Nothing in the world is harder than foot-ball!
Not calculus, not algebra, not math.
Nothing in the world is harder than foot-ball
Not Eliot, not Baudelaire, not Plath!

Wing Right, Slot Right, 42 Go!
Is a recipe for complication, don't you know?
Like E to the M to the MC squared,
For quantum jumps or back-side traps you need to be prepared!

Nothing in the world is harder than foot-ball!
Not physics, not calligraphy, not war.
Nothing in the world is harder than foot-ball!
Not surgery or sorcery, neither/nor!

So I clung to my dreams and to my ambitions,
And I clung to my playbooks through 30 editions,

[silhouette of MARIE LOMBARDI rises on the moon above the fire escape. Next four chords ascend power-ballad style.]

And I did it for love and I did it for money
And I did it for you and for me, honey.

Nothing in the world is harder than foot-ball!
Nothing in the world is harder than that!
Nothing in the world is harder than foot-ball!
On top of which you wear this plastic hat!

[Taxi squad all tap helmets with fists and begin soft-shoe. Buck 'n shuffle ... scoop ... buck 'n' shuffle ... scoop ... Suzy-Q ... Suzy-Q ... buck 'n' shuffle ... scoop]

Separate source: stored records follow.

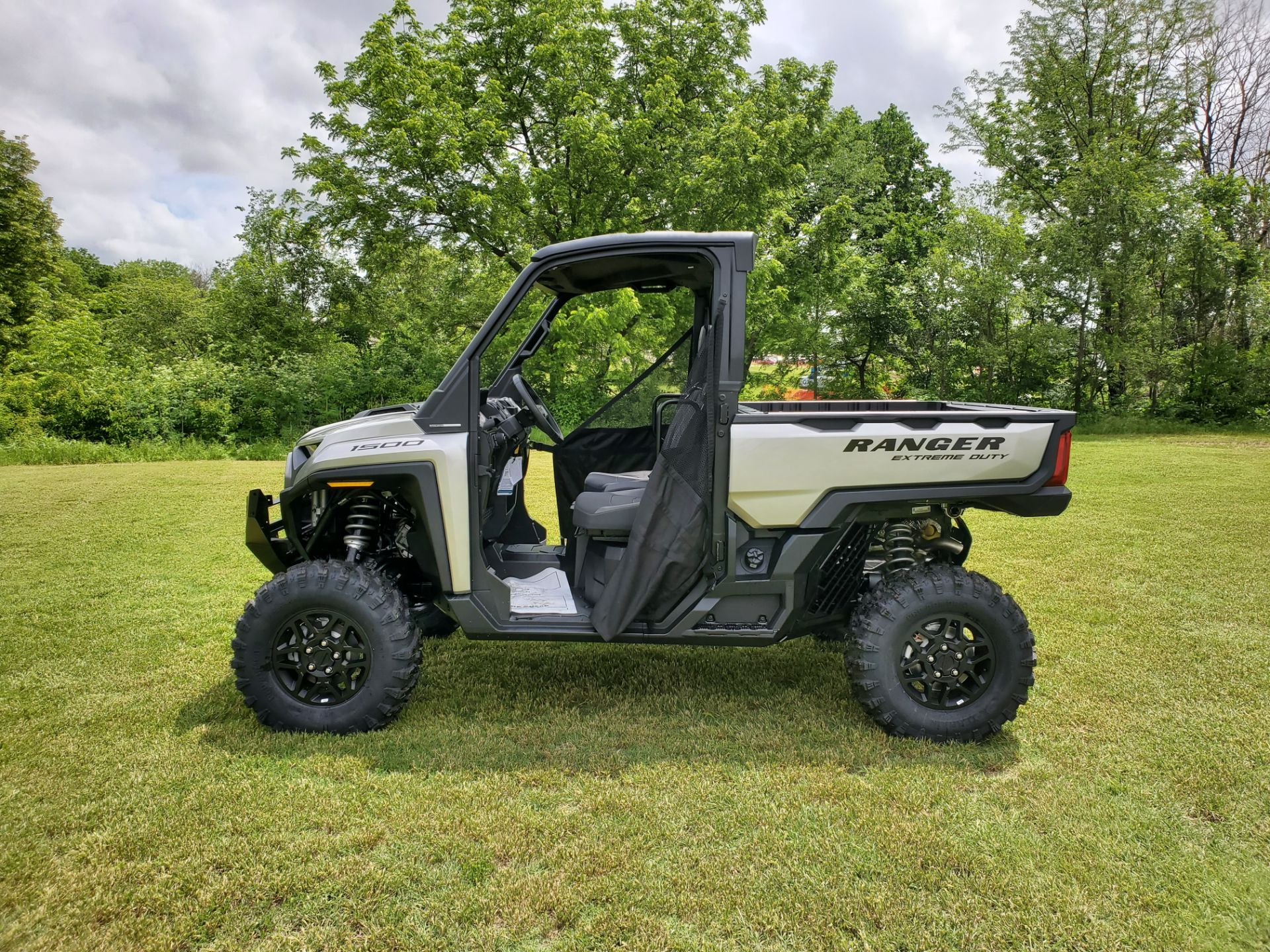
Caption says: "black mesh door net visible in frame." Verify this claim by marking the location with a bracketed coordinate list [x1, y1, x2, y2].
[591, 312, 715, 641]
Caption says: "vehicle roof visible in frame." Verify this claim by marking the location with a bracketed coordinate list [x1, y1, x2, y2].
[531, 231, 754, 272]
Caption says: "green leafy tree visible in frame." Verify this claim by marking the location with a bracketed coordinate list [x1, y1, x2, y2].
[946, 0, 1212, 411]
[288, 0, 832, 269]
[0, 131, 62, 356]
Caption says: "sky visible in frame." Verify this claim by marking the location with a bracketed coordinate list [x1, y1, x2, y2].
[0, 0, 1024, 268]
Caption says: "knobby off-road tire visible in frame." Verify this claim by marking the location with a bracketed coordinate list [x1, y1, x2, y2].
[230, 560, 421, 734]
[846, 565, 1037, 741]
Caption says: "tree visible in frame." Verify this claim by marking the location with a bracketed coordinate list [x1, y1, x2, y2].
[288, 0, 832, 269]
[945, 0, 1212, 411]
[0, 130, 62, 356]
[781, 105, 951, 396]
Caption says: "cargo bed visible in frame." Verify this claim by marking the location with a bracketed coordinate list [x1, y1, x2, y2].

Foot-ball is a game for every-body,
Foot-ball is a game you can't play a-lone.
Its complications feed your mind and spir-it,
Football is like chess for the over-grown!

Nothing in the world is harder than foot-ball!
Not governance or medicine or law,
Nothing in the world is harder than foot-ball!
In fact, the complication's half the draw!

The other half's the violence
Of hyperthyroid malcontents,
The lure remains the same
Throughout the game!

To use your brain extensively
To earn your pay expensively
To injure, murder, hurt and ruin and maim!


© Chita Rivera State College all rights reserved 2010

Sadly, the rest of what might have become "Lombardi! The Musical!" is lost to us forever.